I put my money on Takashi Miike. I was dead wrong. Of all people, the first time I watched a child die on screen was in a Guillermo del Toro film. The first example that many would site before this film is the death of Ofelia in Pan’s Labyrinth, but there’s an interesting rub to that one: we don’t watch Ofelia get shot. We do not see a bullet enter her. The gun is pointed off camera. We see her flinch, we see her bleed, we see her corpse, but we do not get to witness her injury the way that del Toro presents the death of a child in The Devil’s Backbone. In fact, it’s the way that he treated Santi’s death in The Devil’s Backbone that really cements the acceptance of this taboo challenge.
When we first begin watching Santi die at the start of the movie, Jaime is crying over him; we think Jaime has killed him, and are further lead to believe this assumption based upon his bullying behavior for the first hour and fifteen minutes of the film. We believe the inference because conventional wisdom tells us that, deep down, we won’t get to see the gritty details. However, when we get to see what actually happened, Jacinto’s murder of Santi is very explicit. The camera doesn’t move away from the action. In fact, we’re more in touch with Santi at the moment of his death: when Santi smacks his head – which we do indeed get to witness – there’s a brief moment of a bright flash of light. We see him begin to go into shock. We see him get bound and tossed into the pool. The entire time, del Toro does not look away.

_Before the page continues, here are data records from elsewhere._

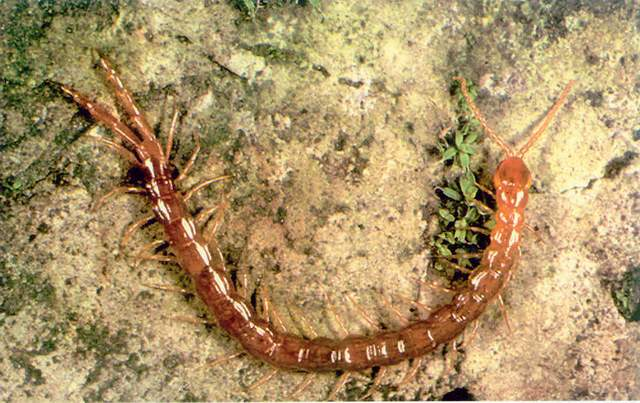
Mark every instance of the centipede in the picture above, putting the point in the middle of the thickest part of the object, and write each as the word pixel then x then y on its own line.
pixel 198 253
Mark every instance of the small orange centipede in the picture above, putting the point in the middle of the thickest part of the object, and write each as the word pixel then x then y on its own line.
pixel 199 255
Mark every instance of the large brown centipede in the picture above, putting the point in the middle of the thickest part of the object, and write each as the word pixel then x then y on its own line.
pixel 199 255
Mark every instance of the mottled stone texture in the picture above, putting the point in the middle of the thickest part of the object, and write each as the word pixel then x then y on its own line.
pixel 326 119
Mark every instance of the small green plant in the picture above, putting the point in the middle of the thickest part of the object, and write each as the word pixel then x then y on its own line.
pixel 250 7
pixel 626 295
pixel 464 217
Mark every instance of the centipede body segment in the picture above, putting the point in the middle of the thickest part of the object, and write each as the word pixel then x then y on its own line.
pixel 202 259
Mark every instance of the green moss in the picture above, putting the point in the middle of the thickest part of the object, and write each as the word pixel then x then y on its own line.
pixel 32 375
pixel 97 340
pixel 250 7
pixel 463 219
pixel 20 288
pixel 274 54
pixel 626 295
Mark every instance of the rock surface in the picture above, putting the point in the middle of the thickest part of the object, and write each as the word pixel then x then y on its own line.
pixel 326 120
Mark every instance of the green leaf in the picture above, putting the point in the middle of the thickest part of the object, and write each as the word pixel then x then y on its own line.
pixel 471 138
pixel 459 138
pixel 452 194
pixel 468 187
pixel 443 250
pixel 472 214
pixel 472 238
pixel 464 160
pixel 446 215
pixel 467 148
pixel 449 153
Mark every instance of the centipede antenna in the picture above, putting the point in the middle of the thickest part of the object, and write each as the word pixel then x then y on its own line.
pixel 132 228
pixel 115 191
pixel 547 119
pixel 128 104
pixel 102 115
pixel 483 122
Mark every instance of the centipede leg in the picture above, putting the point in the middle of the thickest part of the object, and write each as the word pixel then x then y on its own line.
pixel 172 130
pixel 376 383
pixel 225 358
pixel 115 191
pixel 210 232
pixel 474 330
pixel 401 318
pixel 132 228
pixel 432 284
pixel 263 379
pixel 455 266
pixel 126 154
pixel 170 288
pixel 306 327
pixel 306 381
pixel 270 313
pixel 191 161
pixel 419 305
pixel 342 329
pixel 144 254
pixel 489 210
pixel 204 184
pixel 362 313
pixel 505 314
pixel 342 380
pixel 411 373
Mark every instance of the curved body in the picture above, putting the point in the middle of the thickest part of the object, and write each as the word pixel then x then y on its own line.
pixel 205 264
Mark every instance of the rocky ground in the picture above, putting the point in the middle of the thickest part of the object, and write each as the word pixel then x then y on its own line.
pixel 327 120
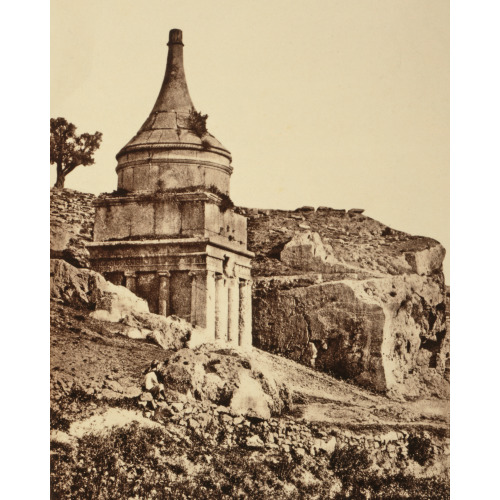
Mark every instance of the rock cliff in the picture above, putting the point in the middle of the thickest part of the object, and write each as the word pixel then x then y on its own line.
pixel 350 296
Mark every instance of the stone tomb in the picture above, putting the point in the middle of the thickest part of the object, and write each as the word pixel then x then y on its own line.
pixel 167 233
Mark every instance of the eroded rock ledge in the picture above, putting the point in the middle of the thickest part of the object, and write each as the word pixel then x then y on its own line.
pixel 352 297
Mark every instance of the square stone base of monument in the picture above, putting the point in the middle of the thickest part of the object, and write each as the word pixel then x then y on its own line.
pixel 198 279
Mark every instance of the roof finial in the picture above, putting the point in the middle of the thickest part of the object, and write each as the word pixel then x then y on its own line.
pixel 175 37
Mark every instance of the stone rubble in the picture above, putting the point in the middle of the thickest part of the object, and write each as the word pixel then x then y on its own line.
pixel 220 426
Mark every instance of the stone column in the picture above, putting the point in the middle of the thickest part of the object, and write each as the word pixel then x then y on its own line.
pixel 221 297
pixel 210 306
pixel 245 316
pixel 164 294
pixel 195 298
pixel 130 280
pixel 233 311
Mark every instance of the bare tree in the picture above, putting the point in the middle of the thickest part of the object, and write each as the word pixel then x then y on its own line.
pixel 69 150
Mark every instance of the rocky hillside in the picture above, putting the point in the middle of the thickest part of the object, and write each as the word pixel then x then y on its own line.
pixel 233 425
pixel 71 225
pixel 348 295
pixel 333 289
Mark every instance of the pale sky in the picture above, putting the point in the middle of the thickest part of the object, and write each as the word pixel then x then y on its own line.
pixel 343 103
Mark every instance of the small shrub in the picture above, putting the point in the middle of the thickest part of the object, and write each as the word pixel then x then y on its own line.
pixel 283 468
pixel 350 464
pixel 420 449
pixel 57 421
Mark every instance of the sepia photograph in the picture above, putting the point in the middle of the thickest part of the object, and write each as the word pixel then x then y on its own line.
pixel 249 249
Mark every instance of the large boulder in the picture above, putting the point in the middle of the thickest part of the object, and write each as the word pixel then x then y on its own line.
pixel 228 378
pixel 83 288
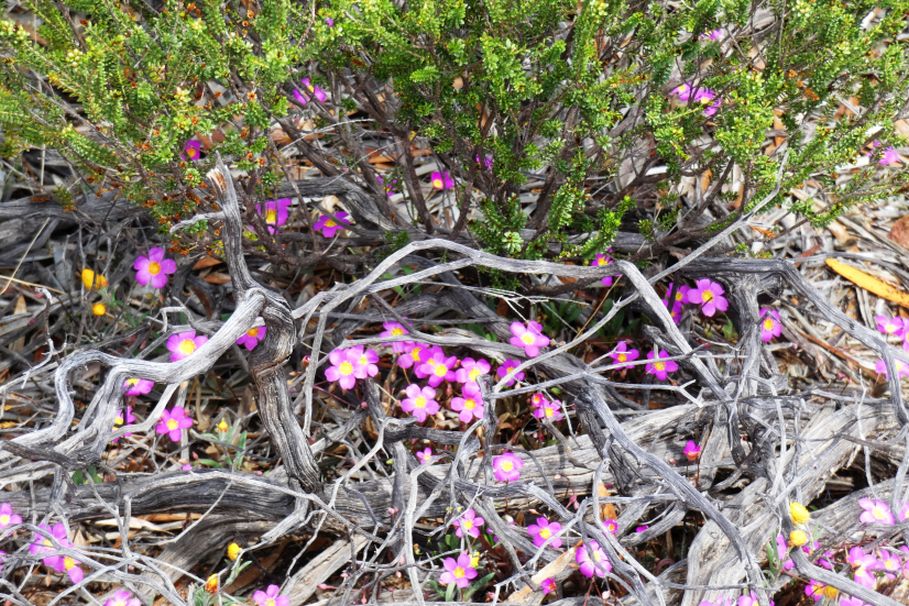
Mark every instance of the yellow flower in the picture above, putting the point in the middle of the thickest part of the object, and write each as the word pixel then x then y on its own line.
pixel 233 552
pixel 797 538
pixel 93 281
pixel 798 513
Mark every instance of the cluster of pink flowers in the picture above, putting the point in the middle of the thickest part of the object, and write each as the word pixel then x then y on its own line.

So how is del Toro able to break the taboo in showing Santi being murdered? He treats the character with respect and a sense of justice. Far from gratuitous, the scene is a factual account of a terrible event. The effects are not gory, with twenty gallons of fake blood pouring from the wound. It’s not loud and melodramatic. It furthers the story and connects us to the characters, both dead and alive. It gives us a bond of fear with Jaime. It makes Carlos finally understand that the ghost is not the villain. It makes us hate Jacinto for not trying to save Santi. Jacinto disposes of the body as though Santi is nothing. We experience all of this and get enraged. We’re scared for the children of the orphanage because we don’t want the same thing to happen to them. We want Jacinto stopped.

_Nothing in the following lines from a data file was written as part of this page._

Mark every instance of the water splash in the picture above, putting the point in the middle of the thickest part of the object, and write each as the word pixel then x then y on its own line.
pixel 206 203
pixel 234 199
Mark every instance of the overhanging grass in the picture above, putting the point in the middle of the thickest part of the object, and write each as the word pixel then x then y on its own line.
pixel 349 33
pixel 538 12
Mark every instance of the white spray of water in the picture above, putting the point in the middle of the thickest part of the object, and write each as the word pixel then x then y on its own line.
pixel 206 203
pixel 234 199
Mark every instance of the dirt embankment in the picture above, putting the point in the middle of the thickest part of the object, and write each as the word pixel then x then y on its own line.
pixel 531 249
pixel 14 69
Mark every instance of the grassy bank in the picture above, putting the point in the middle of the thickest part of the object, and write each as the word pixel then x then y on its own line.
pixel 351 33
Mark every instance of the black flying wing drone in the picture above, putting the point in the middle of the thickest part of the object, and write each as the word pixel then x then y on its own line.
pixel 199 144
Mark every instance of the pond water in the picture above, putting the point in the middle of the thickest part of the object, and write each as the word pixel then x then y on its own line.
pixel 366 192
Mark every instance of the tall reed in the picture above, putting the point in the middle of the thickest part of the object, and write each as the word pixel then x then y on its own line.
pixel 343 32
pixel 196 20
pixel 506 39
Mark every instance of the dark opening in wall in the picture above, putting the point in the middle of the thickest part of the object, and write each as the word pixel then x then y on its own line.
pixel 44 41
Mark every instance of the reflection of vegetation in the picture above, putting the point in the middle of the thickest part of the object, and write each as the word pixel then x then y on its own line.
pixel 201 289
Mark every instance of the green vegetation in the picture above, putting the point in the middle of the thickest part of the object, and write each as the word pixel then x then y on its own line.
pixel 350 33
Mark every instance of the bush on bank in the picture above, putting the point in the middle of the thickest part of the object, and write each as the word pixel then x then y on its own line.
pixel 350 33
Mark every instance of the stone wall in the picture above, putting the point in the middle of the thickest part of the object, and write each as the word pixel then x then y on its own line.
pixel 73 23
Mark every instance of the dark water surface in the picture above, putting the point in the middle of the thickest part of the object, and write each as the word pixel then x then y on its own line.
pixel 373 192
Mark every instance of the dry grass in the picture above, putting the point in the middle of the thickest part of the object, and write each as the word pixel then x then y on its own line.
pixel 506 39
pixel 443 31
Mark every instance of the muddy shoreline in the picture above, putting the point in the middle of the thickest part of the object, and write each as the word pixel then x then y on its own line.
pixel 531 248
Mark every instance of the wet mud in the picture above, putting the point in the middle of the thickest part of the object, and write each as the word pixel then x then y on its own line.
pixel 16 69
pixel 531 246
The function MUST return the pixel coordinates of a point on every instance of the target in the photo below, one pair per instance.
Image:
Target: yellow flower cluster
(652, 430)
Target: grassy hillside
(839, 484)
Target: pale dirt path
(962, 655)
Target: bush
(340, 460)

The most extraordinary thing that del Toro does is that he does not make the children into monsters. They attack Jacinto out of the necessity that he will kill them if they don’t defend themselves; however, Carlos does not stab Jacinto. Rather, he pushes him into the pool, effectively giving him to Santi as requested. What does Santi do? He does not drag Jacinto down into the depths, but instead embraces him. A simple hug, quite literally the embrace of death. Rather than scratch or claw or take revenge, Santi hugs. There’s a surprising amount of mercy in the action. del Toro does not allow his protagonists to become murderers themselves, and for this reason, we can cheer the death of the murderer because the victims get to remain children.
Will others come along and take up this taboo? Most likely. Movies are getting gorier by the day in a bid to out-shock each other. I can guarantee that the results will not have nearly half the impact that this film’s scene did. Santi’s death in The Devil’s Backbone takes us to another place entirely: the presentation of the action, the inspiration of the audience, and the retention of humanity of its characters. In short, del Toro successfully challenged this taboo by handling it with class and respect.